You can tune them by overriding nakadi-publisher-dispatcher.thread-pool-executor
and
nakadi-subscriber-dispatcher.thread-pool-executor
in your own configuration file.
Alternatively you can provide your own dispatcher name. It can be passed to appropriate variants of factory methods in
ReactiveNakadi
: publish()
, producerActor()
, producerActorProps()
or consume()
, consumerActor()
, consumerActorProps()
.
##Development
If you are interested in experimenting with source code, just clone the repo. To run the unit tests:
$ sbt clean test
To run integration tests with Nakadi, you need to state which IP address Docker is running on. If on a mac, this can be found out using docker-machine ls
. Nakadi is cloned down, and it and all of its dependencies are run in Docker. Two containers are run, local-storages
which contains Postgres, Kafka and Zookeeper. The other container is Nakadi itself:
$ export DOCKER_IP=127.0.0.1
$ sbt clean it:test
##TODO
There is still a lot of work to be done on this, the most important one being lease management. Some of the high level outstanding tasks include:
- Persistence of consumer Cursor.
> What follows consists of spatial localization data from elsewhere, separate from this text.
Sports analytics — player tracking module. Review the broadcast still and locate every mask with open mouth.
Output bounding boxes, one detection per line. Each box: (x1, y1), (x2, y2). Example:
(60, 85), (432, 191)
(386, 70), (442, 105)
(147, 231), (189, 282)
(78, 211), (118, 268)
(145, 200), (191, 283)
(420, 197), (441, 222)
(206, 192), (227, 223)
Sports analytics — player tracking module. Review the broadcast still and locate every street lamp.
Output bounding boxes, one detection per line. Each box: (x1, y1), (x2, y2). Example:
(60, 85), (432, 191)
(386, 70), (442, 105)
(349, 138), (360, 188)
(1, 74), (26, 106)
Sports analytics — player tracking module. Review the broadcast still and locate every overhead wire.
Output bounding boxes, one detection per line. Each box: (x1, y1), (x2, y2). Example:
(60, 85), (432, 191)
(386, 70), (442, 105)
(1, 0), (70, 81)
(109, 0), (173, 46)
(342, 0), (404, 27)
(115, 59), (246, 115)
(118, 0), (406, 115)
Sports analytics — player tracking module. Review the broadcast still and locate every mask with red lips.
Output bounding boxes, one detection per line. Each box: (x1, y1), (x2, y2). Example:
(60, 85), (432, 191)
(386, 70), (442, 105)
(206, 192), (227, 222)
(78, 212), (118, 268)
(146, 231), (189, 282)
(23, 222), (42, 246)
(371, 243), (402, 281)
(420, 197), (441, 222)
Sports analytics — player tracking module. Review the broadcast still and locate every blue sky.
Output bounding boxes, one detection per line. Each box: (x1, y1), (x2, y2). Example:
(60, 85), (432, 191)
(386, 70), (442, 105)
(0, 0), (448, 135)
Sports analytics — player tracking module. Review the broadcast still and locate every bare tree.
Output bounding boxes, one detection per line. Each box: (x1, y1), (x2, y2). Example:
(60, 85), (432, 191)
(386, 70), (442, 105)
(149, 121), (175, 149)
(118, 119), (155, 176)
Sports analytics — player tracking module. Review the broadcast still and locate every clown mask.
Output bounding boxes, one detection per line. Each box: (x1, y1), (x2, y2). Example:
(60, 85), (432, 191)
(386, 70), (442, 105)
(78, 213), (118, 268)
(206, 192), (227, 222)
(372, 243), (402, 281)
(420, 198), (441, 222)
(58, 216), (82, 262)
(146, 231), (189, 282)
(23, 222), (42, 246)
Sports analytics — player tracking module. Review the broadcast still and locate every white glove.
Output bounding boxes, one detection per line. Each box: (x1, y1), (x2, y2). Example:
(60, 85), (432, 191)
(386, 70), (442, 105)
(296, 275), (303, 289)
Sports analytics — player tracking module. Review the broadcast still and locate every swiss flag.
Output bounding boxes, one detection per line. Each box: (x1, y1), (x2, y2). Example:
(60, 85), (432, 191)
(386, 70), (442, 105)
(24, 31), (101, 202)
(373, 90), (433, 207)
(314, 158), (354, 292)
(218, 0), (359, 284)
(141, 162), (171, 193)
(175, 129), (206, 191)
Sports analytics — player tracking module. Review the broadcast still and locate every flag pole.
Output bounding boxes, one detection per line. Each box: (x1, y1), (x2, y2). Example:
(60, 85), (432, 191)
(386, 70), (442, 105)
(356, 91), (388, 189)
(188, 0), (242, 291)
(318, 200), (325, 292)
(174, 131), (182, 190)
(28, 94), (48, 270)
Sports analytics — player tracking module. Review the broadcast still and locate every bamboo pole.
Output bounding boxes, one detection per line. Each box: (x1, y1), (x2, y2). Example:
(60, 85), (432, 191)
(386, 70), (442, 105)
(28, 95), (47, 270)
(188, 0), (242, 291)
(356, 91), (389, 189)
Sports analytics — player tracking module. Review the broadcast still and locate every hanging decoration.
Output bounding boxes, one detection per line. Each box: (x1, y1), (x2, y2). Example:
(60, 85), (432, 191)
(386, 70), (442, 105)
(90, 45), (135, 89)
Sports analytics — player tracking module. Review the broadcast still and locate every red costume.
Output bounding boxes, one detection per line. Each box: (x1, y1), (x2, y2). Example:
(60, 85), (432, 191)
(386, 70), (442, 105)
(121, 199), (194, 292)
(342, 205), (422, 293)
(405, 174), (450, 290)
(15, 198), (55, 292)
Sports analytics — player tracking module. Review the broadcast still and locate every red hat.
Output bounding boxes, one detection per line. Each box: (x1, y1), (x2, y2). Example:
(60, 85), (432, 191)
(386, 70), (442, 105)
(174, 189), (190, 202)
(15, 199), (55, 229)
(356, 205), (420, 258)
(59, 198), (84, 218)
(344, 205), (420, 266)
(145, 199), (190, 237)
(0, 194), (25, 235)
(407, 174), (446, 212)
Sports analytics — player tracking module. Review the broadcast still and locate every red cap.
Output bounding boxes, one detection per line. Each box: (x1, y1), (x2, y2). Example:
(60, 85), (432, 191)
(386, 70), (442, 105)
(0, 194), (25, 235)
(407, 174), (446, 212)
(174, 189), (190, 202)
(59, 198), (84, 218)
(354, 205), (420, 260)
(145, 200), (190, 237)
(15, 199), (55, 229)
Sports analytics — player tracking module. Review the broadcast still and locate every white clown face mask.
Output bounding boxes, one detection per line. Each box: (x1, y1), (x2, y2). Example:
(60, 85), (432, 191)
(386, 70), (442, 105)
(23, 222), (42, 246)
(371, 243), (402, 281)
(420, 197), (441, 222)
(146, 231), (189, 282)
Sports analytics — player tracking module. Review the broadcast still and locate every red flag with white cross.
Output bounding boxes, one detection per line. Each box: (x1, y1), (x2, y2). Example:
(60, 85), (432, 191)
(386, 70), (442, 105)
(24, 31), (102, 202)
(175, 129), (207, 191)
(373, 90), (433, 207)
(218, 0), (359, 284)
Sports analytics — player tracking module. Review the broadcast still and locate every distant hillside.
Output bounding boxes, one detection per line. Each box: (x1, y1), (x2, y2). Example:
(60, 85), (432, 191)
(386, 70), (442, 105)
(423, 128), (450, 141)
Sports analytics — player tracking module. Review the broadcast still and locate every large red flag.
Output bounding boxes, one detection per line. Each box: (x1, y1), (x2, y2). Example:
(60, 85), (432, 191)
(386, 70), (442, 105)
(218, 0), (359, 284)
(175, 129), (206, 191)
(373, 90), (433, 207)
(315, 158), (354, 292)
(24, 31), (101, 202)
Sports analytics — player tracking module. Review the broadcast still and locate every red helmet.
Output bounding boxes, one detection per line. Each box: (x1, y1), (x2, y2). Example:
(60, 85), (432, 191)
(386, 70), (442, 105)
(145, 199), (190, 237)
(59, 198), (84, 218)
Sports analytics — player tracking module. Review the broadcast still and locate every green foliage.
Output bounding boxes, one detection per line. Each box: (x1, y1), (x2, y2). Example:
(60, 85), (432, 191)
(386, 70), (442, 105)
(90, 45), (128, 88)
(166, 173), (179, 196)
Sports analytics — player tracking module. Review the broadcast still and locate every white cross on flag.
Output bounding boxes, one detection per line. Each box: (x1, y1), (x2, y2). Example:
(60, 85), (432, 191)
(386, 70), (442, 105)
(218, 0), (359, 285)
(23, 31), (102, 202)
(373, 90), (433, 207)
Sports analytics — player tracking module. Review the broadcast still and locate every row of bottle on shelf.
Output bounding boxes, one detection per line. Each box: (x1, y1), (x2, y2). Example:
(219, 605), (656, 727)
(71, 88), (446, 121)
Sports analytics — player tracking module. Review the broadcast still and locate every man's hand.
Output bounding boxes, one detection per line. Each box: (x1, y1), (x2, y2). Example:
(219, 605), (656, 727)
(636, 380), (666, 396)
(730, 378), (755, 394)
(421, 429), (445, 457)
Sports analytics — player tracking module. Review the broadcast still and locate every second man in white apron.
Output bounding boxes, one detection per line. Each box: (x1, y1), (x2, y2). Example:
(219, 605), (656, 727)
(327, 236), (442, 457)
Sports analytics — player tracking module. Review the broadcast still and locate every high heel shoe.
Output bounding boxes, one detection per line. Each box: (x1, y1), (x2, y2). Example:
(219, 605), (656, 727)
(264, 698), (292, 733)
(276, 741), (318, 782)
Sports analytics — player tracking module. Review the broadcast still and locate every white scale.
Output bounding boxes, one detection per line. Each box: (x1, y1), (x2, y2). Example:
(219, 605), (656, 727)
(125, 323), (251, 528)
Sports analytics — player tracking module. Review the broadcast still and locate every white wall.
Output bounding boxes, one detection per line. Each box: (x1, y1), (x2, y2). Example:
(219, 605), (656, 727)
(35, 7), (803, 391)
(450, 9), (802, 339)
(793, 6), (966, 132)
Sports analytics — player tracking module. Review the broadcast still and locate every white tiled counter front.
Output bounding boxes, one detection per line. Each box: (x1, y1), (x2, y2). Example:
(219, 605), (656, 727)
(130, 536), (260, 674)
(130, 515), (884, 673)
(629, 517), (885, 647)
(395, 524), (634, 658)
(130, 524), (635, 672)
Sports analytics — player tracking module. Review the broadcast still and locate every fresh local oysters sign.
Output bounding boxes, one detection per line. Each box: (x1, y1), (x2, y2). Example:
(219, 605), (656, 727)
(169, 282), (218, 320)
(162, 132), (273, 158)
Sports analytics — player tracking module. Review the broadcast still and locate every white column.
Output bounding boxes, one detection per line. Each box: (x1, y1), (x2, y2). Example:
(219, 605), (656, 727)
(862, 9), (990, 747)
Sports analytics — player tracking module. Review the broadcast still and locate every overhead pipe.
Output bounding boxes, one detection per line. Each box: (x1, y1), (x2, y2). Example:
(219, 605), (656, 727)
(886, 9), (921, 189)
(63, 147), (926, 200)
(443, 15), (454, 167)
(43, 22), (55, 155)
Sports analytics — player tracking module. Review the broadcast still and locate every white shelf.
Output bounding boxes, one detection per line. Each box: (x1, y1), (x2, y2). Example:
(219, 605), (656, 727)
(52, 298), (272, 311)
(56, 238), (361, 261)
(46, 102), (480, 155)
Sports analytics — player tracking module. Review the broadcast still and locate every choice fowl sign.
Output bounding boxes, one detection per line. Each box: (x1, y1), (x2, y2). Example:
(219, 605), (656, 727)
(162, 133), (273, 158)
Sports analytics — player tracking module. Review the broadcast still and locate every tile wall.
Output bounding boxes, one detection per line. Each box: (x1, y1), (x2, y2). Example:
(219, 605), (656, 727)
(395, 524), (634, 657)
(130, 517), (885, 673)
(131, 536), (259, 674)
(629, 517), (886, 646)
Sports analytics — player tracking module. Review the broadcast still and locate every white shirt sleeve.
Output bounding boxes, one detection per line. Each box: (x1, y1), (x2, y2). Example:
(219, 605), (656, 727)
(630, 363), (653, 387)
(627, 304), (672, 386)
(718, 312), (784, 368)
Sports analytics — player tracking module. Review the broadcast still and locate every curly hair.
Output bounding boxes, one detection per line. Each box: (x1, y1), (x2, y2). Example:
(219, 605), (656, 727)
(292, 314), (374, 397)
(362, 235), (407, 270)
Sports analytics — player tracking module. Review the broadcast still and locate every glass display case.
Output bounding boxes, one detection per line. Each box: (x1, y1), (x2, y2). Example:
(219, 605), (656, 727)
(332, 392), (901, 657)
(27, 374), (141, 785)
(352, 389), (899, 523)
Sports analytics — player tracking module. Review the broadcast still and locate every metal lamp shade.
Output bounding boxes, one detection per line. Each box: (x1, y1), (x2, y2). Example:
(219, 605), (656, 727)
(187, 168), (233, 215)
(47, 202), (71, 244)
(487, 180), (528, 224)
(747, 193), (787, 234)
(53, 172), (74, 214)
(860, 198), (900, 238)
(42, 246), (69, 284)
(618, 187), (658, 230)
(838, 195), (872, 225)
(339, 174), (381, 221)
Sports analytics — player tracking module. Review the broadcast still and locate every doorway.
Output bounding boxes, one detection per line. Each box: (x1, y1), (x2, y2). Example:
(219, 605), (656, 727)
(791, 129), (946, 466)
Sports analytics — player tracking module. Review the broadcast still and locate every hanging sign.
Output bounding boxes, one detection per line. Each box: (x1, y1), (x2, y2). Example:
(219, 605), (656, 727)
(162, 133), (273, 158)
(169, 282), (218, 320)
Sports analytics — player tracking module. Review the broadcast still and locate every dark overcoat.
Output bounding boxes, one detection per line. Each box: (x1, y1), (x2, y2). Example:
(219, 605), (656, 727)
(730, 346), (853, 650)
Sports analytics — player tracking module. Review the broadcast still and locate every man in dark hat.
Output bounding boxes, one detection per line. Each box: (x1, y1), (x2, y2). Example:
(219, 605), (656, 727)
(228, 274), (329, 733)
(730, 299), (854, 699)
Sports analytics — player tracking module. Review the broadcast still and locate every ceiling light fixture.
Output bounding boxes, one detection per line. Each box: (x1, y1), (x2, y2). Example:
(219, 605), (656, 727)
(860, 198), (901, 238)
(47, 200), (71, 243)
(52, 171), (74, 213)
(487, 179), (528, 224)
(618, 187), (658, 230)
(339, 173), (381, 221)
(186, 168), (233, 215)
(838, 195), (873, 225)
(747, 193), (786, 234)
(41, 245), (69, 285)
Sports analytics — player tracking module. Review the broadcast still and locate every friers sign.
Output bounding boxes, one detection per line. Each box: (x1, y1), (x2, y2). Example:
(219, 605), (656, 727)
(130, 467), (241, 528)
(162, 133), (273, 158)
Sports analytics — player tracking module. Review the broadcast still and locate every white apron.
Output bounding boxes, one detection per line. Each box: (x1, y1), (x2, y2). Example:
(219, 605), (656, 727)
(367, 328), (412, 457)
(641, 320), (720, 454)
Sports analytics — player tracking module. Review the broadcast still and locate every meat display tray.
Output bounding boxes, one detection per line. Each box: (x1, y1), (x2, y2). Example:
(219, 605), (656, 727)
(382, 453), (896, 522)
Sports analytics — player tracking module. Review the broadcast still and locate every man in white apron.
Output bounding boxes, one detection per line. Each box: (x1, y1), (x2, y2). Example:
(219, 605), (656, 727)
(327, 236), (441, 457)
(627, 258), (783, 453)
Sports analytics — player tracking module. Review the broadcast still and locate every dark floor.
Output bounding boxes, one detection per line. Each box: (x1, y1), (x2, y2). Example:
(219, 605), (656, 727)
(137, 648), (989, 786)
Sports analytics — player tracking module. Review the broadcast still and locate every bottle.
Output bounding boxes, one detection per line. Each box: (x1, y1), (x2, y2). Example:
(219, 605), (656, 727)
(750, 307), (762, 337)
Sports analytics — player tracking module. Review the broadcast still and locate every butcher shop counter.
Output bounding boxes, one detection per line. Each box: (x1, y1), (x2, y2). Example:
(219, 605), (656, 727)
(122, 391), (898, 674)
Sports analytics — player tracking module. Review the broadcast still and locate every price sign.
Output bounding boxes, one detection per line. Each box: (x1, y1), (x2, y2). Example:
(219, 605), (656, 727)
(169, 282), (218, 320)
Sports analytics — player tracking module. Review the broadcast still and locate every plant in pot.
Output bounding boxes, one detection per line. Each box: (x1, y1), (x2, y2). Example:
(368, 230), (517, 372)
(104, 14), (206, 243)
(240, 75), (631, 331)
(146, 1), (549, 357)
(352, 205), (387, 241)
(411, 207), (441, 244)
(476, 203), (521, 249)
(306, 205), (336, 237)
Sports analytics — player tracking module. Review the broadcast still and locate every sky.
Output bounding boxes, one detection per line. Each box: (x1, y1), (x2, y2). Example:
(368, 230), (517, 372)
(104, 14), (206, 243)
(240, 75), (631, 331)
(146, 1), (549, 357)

Nakadi plans to support consumer commits in later high level API versions
- Read checkpoint from cursor commits and continue streaming events from that point for a given partition
- Lease management (PR avilable here)
- Refactor DynamoDB for conditional updates
- Internal validation / keep alive checks for lease manager worker
- Lease Coordinator to manage worker consumers and lease managers
- Single registered consumer per topic group
- DynamoDB tests
- Configurable connection retries to Nakadi